Let us remove just a bit the cover of the field
so as to spy under the roots of the old oak tree
the rabbit's dream, as he is reliving
his fastest homerun, which left the fox
without her meal again – In his sleep, the rabbit's paws
move quickly underground, in a world that
smells fresh of the month of May
and of green fields strewn by a billion daisies.

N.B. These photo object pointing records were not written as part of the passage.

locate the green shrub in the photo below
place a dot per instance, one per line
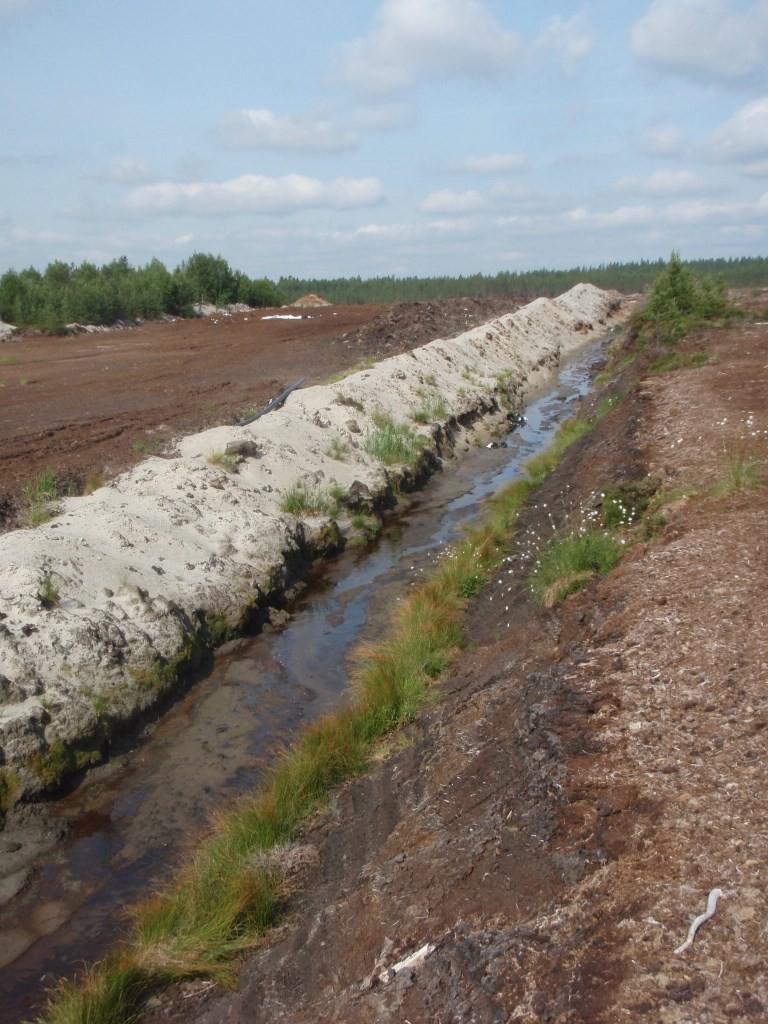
(568, 562)
(679, 301)
(40, 496)
(47, 591)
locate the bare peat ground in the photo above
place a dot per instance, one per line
(553, 825)
(97, 403)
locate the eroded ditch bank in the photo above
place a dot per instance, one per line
(102, 607)
(127, 821)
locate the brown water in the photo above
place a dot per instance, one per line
(128, 820)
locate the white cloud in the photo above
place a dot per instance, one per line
(756, 169)
(745, 134)
(710, 38)
(497, 163)
(570, 38)
(126, 170)
(446, 201)
(664, 140)
(256, 194)
(379, 118)
(665, 183)
(696, 211)
(261, 129)
(682, 212)
(414, 39)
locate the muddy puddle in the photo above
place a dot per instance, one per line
(125, 824)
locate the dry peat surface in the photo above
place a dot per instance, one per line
(94, 403)
(537, 845)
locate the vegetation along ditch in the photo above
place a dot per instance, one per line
(124, 827)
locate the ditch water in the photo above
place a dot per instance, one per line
(129, 820)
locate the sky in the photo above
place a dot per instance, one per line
(399, 136)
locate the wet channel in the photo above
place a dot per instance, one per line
(128, 821)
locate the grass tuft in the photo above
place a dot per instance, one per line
(338, 450)
(47, 592)
(678, 360)
(741, 472)
(305, 499)
(568, 562)
(432, 410)
(392, 442)
(40, 496)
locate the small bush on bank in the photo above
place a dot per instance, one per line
(392, 442)
(432, 410)
(741, 472)
(40, 496)
(678, 360)
(338, 450)
(679, 302)
(568, 562)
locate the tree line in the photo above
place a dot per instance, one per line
(635, 276)
(66, 293)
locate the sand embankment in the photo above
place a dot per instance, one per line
(99, 606)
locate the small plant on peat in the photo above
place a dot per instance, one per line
(678, 360)
(392, 442)
(47, 592)
(568, 562)
(40, 496)
(741, 472)
(432, 410)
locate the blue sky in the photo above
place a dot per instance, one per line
(398, 136)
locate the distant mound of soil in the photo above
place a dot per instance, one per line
(310, 300)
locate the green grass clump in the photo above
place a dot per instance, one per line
(338, 450)
(230, 892)
(47, 592)
(678, 360)
(432, 410)
(305, 499)
(40, 496)
(392, 442)
(9, 787)
(741, 472)
(62, 759)
(567, 433)
(224, 460)
(368, 527)
(568, 562)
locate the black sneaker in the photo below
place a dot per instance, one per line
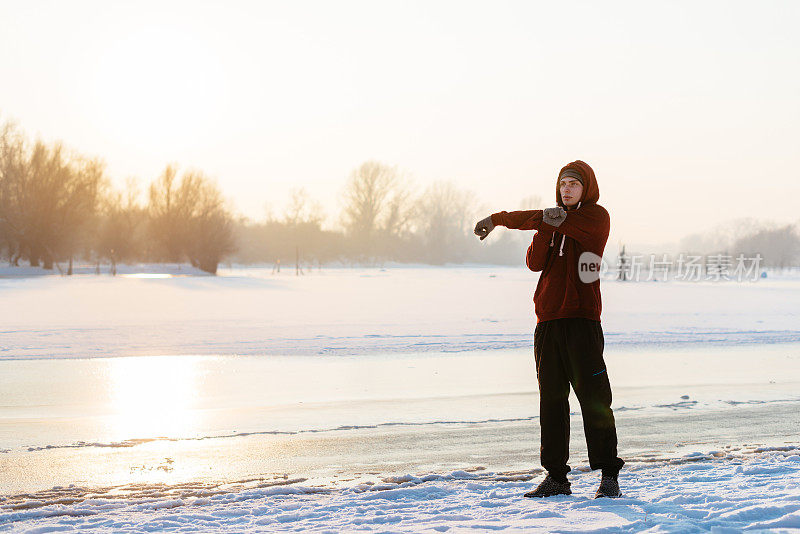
(609, 487)
(549, 487)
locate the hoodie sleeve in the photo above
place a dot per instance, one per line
(536, 258)
(518, 220)
(589, 226)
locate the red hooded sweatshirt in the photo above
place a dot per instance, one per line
(555, 251)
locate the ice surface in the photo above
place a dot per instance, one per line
(383, 400)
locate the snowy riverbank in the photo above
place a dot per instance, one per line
(717, 491)
(383, 400)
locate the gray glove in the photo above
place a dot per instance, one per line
(554, 216)
(483, 227)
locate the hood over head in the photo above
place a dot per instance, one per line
(591, 192)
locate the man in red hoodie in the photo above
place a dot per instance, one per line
(568, 340)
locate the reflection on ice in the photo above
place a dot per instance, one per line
(152, 396)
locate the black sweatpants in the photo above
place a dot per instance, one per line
(570, 351)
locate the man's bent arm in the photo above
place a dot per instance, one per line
(518, 220)
(588, 225)
(536, 259)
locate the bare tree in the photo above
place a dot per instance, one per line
(302, 209)
(188, 218)
(47, 197)
(211, 223)
(377, 204)
(121, 224)
(443, 218)
(778, 246)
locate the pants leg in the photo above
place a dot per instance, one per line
(589, 377)
(548, 350)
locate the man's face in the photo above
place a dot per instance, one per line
(571, 190)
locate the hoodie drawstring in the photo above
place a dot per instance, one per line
(563, 238)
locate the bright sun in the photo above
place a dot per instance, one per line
(159, 86)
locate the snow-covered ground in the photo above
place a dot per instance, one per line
(397, 399)
(720, 491)
(362, 311)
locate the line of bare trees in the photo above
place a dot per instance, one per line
(57, 205)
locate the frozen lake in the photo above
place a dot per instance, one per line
(111, 387)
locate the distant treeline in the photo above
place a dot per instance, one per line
(58, 206)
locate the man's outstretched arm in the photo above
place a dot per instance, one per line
(589, 226)
(518, 220)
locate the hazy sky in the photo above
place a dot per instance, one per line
(689, 111)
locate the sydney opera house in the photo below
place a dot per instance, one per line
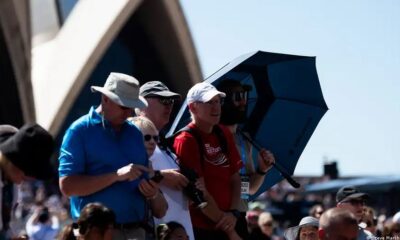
(52, 51)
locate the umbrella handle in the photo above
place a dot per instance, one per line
(278, 167)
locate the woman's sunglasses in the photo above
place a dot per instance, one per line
(148, 137)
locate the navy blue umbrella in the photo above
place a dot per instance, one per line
(285, 106)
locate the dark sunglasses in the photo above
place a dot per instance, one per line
(267, 224)
(239, 96)
(148, 137)
(166, 101)
(124, 108)
(355, 202)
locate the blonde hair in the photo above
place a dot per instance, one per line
(143, 123)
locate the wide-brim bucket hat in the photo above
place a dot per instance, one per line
(123, 90)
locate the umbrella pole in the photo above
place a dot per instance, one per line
(278, 167)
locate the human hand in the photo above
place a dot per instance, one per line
(174, 179)
(148, 188)
(202, 186)
(265, 160)
(130, 172)
(227, 222)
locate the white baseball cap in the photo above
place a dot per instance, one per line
(203, 92)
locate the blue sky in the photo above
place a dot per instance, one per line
(357, 45)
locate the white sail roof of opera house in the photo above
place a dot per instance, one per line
(62, 65)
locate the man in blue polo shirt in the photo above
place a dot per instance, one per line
(103, 159)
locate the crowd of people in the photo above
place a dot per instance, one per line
(122, 179)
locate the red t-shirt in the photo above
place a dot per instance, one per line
(217, 167)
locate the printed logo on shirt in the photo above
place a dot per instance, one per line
(215, 156)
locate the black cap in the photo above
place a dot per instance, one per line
(156, 89)
(349, 192)
(29, 149)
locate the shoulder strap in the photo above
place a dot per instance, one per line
(221, 138)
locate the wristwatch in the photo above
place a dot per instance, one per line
(235, 213)
(157, 176)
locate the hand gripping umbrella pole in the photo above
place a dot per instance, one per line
(278, 167)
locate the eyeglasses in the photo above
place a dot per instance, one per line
(166, 101)
(124, 108)
(214, 102)
(148, 137)
(355, 202)
(240, 96)
(267, 224)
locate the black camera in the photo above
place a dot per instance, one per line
(191, 191)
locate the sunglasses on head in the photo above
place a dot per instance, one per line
(239, 96)
(166, 101)
(148, 137)
(355, 202)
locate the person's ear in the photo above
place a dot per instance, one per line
(192, 107)
(321, 234)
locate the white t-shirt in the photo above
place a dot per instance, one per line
(178, 205)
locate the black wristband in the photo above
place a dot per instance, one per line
(258, 171)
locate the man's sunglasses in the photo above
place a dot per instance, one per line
(148, 137)
(356, 202)
(239, 96)
(166, 101)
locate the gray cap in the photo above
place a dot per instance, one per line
(157, 89)
(123, 90)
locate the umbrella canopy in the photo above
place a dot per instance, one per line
(284, 108)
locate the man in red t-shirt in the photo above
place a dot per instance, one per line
(218, 168)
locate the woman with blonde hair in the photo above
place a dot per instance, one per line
(96, 222)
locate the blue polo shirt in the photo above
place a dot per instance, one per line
(92, 147)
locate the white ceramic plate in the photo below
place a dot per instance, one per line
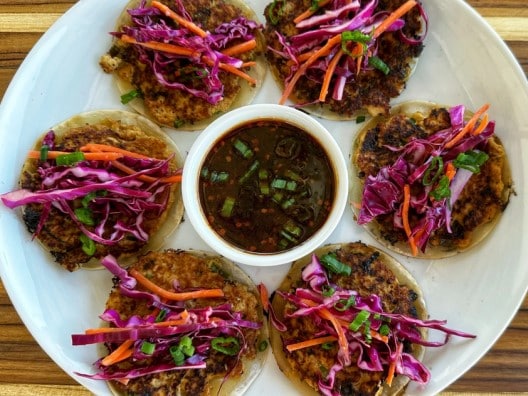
(464, 61)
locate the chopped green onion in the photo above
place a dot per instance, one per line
(442, 190)
(384, 330)
(131, 95)
(360, 318)
(328, 291)
(343, 305)
(44, 152)
(377, 63)
(252, 169)
(84, 215)
(88, 245)
(471, 160)
(219, 177)
(70, 158)
(436, 166)
(331, 263)
(243, 148)
(226, 345)
(227, 207)
(148, 347)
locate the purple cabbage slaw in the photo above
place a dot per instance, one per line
(374, 353)
(150, 24)
(201, 325)
(341, 17)
(105, 190)
(383, 192)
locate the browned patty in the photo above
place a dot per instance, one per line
(174, 107)
(481, 200)
(60, 235)
(370, 275)
(191, 271)
(371, 90)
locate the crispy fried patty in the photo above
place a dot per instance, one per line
(481, 200)
(60, 235)
(174, 107)
(190, 271)
(370, 275)
(370, 89)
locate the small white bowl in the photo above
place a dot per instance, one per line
(215, 132)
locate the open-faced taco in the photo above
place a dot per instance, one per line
(341, 60)
(101, 182)
(180, 323)
(183, 63)
(430, 180)
(349, 319)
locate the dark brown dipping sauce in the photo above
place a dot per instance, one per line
(267, 186)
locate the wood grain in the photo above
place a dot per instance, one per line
(24, 367)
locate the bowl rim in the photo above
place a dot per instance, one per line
(219, 128)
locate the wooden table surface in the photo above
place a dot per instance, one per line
(26, 369)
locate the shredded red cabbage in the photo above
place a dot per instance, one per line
(200, 325)
(374, 354)
(383, 192)
(111, 191)
(150, 24)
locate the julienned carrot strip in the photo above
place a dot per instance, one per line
(146, 178)
(165, 47)
(483, 123)
(392, 365)
(231, 69)
(468, 127)
(96, 147)
(396, 14)
(240, 48)
(310, 343)
(174, 296)
(179, 19)
(309, 12)
(264, 296)
(323, 51)
(121, 353)
(405, 218)
(328, 75)
(35, 154)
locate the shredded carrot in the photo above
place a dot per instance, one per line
(468, 127)
(328, 75)
(310, 343)
(35, 154)
(323, 51)
(396, 14)
(309, 12)
(146, 178)
(121, 353)
(174, 296)
(179, 19)
(405, 218)
(96, 148)
(240, 48)
(450, 171)
(264, 296)
(156, 45)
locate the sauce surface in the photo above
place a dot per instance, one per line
(267, 186)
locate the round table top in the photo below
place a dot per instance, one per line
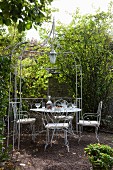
(54, 109)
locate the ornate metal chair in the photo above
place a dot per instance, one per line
(55, 125)
(61, 103)
(21, 118)
(91, 120)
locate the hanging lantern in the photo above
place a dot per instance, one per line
(52, 56)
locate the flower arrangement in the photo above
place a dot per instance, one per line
(100, 156)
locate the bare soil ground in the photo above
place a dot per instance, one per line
(33, 157)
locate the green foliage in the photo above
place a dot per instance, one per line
(86, 40)
(24, 12)
(100, 155)
(4, 77)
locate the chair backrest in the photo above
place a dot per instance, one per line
(54, 117)
(61, 102)
(99, 111)
(18, 114)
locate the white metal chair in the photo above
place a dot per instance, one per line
(91, 120)
(61, 103)
(22, 118)
(55, 125)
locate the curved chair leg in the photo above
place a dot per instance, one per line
(96, 132)
(66, 141)
(80, 132)
(47, 139)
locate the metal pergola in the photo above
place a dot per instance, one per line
(17, 101)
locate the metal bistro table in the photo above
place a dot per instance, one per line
(69, 110)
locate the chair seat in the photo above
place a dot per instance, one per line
(64, 117)
(57, 125)
(88, 123)
(26, 120)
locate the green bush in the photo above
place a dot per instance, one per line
(100, 155)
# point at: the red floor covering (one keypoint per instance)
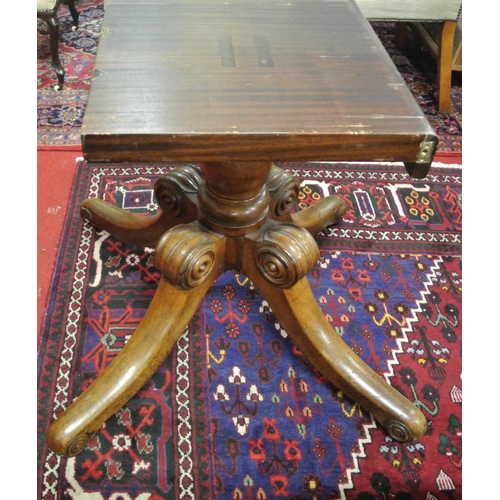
(55, 174)
(56, 170)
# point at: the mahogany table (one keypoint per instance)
(233, 87)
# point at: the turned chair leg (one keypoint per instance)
(445, 56)
(74, 13)
(53, 25)
(401, 36)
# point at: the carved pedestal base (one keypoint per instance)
(227, 215)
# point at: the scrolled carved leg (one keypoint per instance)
(323, 213)
(284, 190)
(176, 196)
(166, 319)
(297, 310)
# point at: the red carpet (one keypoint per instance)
(56, 171)
(235, 411)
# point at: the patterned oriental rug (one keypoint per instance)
(60, 113)
(235, 411)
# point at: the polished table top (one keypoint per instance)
(248, 80)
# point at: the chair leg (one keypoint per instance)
(445, 57)
(401, 34)
(74, 12)
(53, 25)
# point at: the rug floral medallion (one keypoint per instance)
(236, 411)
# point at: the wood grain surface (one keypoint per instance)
(247, 80)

Far away, a barking dog – another dream maybe,
and a tune about some Marion or Mary Ann.
Suddenly a rifle goes off over the forest,
over its gentle breezes and crows – Soon
the gray fog will cover our path.
We must return, Love, but mind your step,
keep off the poem's last line –


WORDS


The inborn haughty to believe
that flowers are so nice for us
and birds are singing just to please
the bored mankind. Death himself
might be persuaded to forget
and file past life – even at last
when the old tree inclines its crown
surrender for the final lightning.
The rainbow, ancient books explain,
for angels is a kind of scarf,
the clouds are signs that we ignore.

But words, the words are just for us,
the secret garden of delight,
a treasure, light to share with all
who are enchanted by the rhyme
and the vibration of the verbs.
Beneath the forehead, on the lips
the Poet's temple grows and grows.



LAST NIGHT


Look – the inkwell reflects my hand
and my hand becomes the word –
as dark as the night and without its own aim, too –
like the hair of my love
like this cup of bitterness

and then I can see through the pages
as through a magnifying glass,
all objects are clear to me,
the globe is transparent too
like a jellyfish – I see a sad landscape
with trembling lines and odd-shaped stones,
with dead trees on the lee-side,
as in a dream

all important dreams are about expeditions,
crimes, or love – the others do not matter,
you can forget all about them
the very moment your eyes open –
re-read only classic dreams, stream-like dreams,
verging on nightmares, long reveries,
those chimerical anthologies
along the endless gangways
of the libraries behind your forehead.